# Plane restoration 1



## fire65 (Oct 29, 2008)

I bought a box of old tools just to get the ones I wanted. This is the first one finished. I really do not use hand tools that much but sometimes they are perfect for a job. Really like seeing the old things come back to life.


----------



## mimac (Dec 13, 2009)

Nice job Clay. That restoration will give plenty of satisfaction every time you use it as well as every tine you look at it.


----------



## DesertRatTom (Jul 3, 2012)

I love working with hand planes. Something quieting about it.
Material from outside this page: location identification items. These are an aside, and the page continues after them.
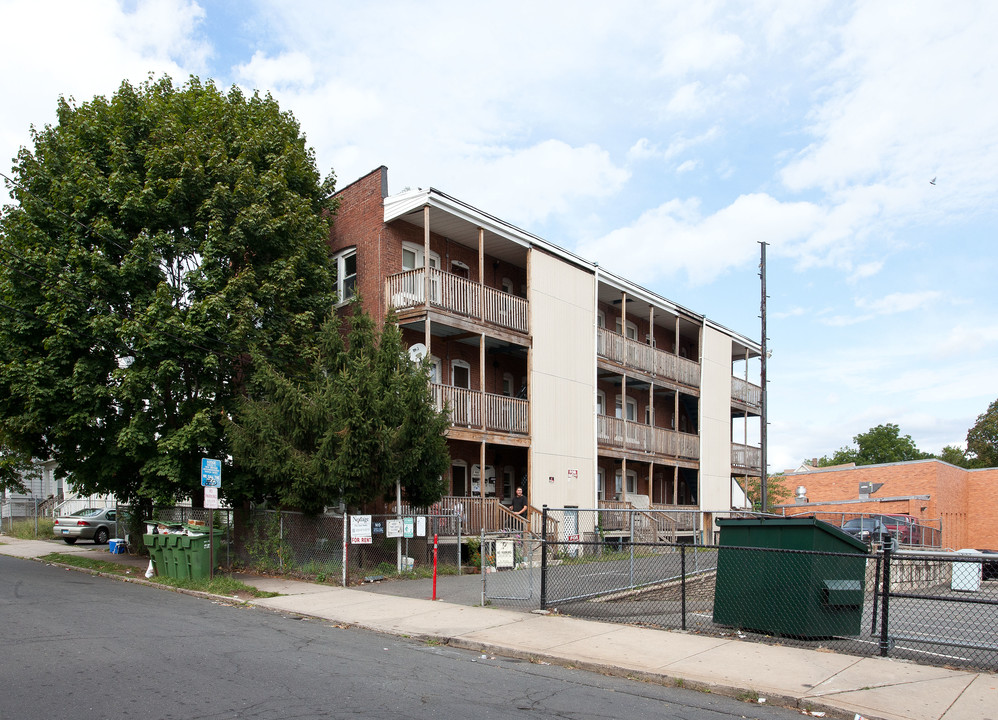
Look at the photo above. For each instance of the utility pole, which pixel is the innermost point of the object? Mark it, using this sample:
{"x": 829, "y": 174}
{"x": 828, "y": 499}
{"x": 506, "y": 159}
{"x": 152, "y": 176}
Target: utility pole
{"x": 764, "y": 420}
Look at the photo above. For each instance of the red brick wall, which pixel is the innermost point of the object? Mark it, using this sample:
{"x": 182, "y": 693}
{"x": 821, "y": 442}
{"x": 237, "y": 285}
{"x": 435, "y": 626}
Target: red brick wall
{"x": 963, "y": 500}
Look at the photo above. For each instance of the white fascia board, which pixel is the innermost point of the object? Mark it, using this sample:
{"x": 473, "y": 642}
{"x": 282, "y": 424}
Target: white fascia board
{"x": 750, "y": 344}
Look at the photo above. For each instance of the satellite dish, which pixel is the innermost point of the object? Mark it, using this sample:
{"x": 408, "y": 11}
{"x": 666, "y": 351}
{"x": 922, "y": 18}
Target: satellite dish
{"x": 417, "y": 352}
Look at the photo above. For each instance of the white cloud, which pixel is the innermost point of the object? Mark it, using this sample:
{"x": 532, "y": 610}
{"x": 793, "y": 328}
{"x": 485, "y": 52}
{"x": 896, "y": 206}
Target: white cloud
{"x": 900, "y": 302}
{"x": 291, "y": 69}
{"x": 675, "y": 237}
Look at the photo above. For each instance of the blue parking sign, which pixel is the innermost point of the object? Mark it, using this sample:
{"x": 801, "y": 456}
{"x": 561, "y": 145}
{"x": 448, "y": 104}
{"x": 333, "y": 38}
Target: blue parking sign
{"x": 211, "y": 472}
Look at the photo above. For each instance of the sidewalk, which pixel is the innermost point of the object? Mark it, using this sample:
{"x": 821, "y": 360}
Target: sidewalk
{"x": 842, "y": 686}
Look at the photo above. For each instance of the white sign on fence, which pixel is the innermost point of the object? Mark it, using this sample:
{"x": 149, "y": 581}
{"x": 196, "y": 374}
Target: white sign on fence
{"x": 504, "y": 553}
{"x": 360, "y": 529}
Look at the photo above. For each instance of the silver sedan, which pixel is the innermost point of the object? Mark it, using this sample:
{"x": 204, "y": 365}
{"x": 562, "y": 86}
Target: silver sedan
{"x": 97, "y": 524}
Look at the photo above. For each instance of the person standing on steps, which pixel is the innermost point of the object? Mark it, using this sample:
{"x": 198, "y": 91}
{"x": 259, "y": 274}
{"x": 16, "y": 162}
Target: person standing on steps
{"x": 520, "y": 507}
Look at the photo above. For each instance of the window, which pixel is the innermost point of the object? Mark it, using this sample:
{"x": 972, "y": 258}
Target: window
{"x": 461, "y": 374}
{"x": 632, "y": 330}
{"x": 346, "y": 275}
{"x": 632, "y": 409}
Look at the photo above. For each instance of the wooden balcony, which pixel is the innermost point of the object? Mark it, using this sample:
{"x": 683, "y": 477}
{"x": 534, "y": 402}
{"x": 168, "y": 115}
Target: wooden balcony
{"x": 626, "y": 435}
{"x": 746, "y": 393}
{"x": 645, "y": 358}
{"x": 474, "y": 409}
{"x": 652, "y": 524}
{"x": 746, "y": 458}
{"x": 457, "y": 295}
{"x": 484, "y": 513}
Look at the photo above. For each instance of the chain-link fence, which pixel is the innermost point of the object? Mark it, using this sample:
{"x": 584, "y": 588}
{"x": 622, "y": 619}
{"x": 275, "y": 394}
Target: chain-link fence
{"x": 313, "y": 547}
{"x": 927, "y": 606}
{"x": 511, "y": 564}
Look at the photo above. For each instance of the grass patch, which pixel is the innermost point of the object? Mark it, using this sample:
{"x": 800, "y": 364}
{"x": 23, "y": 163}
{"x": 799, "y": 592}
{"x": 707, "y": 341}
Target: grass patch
{"x": 25, "y": 529}
{"x": 218, "y": 585}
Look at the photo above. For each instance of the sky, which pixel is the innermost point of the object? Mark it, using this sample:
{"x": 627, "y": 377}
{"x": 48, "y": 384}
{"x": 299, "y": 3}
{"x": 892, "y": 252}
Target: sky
{"x": 664, "y": 140}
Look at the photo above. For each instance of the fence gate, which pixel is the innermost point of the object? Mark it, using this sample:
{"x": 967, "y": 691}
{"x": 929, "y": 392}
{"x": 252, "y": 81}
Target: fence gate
{"x": 511, "y": 568}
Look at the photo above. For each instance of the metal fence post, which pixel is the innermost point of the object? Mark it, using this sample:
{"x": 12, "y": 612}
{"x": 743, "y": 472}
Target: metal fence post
{"x": 876, "y": 597}
{"x": 682, "y": 570}
{"x": 885, "y": 603}
{"x": 630, "y": 577}
{"x": 544, "y": 557}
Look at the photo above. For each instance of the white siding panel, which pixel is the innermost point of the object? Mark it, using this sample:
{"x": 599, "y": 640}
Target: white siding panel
{"x": 563, "y": 359}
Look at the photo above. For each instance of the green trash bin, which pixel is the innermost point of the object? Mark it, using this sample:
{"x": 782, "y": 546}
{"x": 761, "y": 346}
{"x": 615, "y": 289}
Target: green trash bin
{"x": 786, "y": 593}
{"x": 199, "y": 553}
{"x": 176, "y": 556}
{"x": 156, "y": 545}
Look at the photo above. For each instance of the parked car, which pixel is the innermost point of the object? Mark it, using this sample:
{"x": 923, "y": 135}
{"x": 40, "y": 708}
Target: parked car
{"x": 869, "y": 530}
{"x": 97, "y": 524}
{"x": 903, "y": 527}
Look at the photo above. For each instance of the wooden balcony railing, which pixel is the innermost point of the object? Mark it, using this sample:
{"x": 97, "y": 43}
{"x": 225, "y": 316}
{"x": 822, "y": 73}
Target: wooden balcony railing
{"x": 627, "y": 435}
{"x": 746, "y": 392}
{"x": 665, "y": 521}
{"x": 471, "y": 408}
{"x": 640, "y": 356}
{"x": 489, "y": 514}
{"x": 457, "y": 295}
{"x": 746, "y": 456}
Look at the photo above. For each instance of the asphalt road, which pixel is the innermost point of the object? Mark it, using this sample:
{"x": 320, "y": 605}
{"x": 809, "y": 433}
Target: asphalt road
{"x": 80, "y": 646}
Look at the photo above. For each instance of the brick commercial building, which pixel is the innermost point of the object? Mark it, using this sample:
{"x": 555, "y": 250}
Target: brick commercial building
{"x": 960, "y": 503}
{"x": 573, "y": 383}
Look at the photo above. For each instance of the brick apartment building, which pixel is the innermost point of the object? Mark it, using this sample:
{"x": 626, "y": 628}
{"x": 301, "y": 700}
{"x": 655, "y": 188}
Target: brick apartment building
{"x": 571, "y": 382}
{"x": 961, "y": 503}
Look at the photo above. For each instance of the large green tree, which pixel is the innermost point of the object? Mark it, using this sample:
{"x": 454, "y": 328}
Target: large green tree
{"x": 982, "y": 438}
{"x": 880, "y": 444}
{"x": 159, "y": 237}
{"x": 357, "y": 420}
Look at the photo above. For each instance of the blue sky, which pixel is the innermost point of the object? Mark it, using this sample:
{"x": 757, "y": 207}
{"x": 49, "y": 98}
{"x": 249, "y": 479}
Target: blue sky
{"x": 662, "y": 139}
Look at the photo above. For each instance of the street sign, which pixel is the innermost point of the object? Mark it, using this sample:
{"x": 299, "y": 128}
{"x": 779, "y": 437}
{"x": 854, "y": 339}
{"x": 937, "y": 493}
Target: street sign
{"x": 211, "y": 472}
{"x": 210, "y": 497}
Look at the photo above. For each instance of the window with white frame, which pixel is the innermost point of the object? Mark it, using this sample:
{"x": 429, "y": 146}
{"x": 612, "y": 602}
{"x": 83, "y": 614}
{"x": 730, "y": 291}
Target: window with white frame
{"x": 346, "y": 275}
{"x": 632, "y": 330}
{"x": 632, "y": 409}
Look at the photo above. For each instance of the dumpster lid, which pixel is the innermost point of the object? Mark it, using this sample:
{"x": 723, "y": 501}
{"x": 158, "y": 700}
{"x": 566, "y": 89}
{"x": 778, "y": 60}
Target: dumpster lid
{"x": 781, "y": 521}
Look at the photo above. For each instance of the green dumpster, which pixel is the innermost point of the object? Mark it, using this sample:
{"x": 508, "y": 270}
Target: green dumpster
{"x": 157, "y": 546}
{"x": 177, "y": 556}
{"x": 806, "y": 595}
{"x": 199, "y": 553}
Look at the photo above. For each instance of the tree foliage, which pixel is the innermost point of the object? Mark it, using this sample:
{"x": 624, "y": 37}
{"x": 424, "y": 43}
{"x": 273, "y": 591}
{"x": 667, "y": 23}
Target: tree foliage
{"x": 982, "y": 438}
{"x": 359, "y": 418}
{"x": 159, "y": 237}
{"x": 880, "y": 444}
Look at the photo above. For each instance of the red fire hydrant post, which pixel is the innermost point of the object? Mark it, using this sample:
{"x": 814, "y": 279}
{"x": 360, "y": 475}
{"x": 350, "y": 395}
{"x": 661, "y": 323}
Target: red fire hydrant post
{"x": 434, "y": 567}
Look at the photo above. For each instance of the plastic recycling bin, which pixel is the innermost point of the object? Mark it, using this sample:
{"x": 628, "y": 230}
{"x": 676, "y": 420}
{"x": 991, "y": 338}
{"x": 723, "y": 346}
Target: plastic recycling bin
{"x": 967, "y": 575}
{"x": 786, "y": 593}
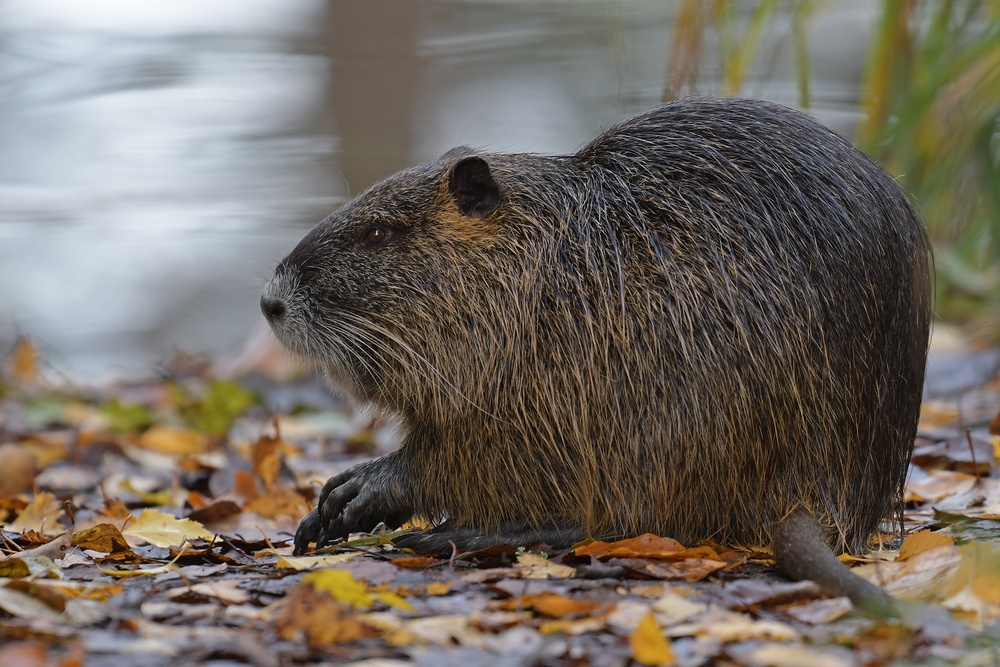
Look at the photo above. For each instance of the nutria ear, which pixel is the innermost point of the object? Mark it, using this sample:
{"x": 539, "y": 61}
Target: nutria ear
{"x": 455, "y": 152}
{"x": 471, "y": 184}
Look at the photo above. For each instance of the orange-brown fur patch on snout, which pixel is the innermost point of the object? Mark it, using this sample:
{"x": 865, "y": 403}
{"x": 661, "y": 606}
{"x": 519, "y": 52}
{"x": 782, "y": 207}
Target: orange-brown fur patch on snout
{"x": 463, "y": 229}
Surprising how even a relatively cheap plane, worked over carefully, can work so well.


----------



## Herb Stoops (Aug 28, 2012)

If only that old plane could talk ,the stories it could tell,
Herb


----------



## Stick486 (Jan 4, 2013)

that restoration is impressive..
nice...


----------



## Multiwood (Feb 24, 2013)

Great job Clay.


----------



## honesttjohn (Feb 17, 2015)

Took some patience. Good Show!


----------



## hawkeye10 (Jul 28, 2015)

Clay, you put a lot of work and time to get that plane back in working order. Now it looks great.

I bought a lot of 5 block planes on eBay and I got one back in working order. There is another I am going to fix up (soon). The others are for parts.


----------



## gmercer_48083 (Jul 18, 2012)

After careful sharpening and stropping, it will work like a dream!


----------



## Daniel80 (Jan 21, 2017)

Amazing work, just impressed how you made this looking so perfect..
Great job..

Daniel


----------



## DaninVan (Jan 1, 2012)

We've had chats here in the past about corrosion removal (especially electrolysis), just curious what system you chose(?).
Final product looks great!


----------



## fire65 (Oct 29, 2008)

DaninVan said:


> We've had chats here in the past about corrosion removal (especially electrolysis), just curious what system you chose(?).
> Final product looks great!


Vinegar soak, then most of the time I use a brush on my drill press. Thanks for looking.


----------



## whimsofchaz (Jun 6, 2013)

Fine job. Did you refurbish the plane to keep or sell?


----------



## fire65 (Oct 29, 2008)

whimsofchaz said:


> Fine job. Did you refurbish the plane to keep or sell?


Bought 5, kept 2, this one and one other metal. Sold the wooden ones.


----------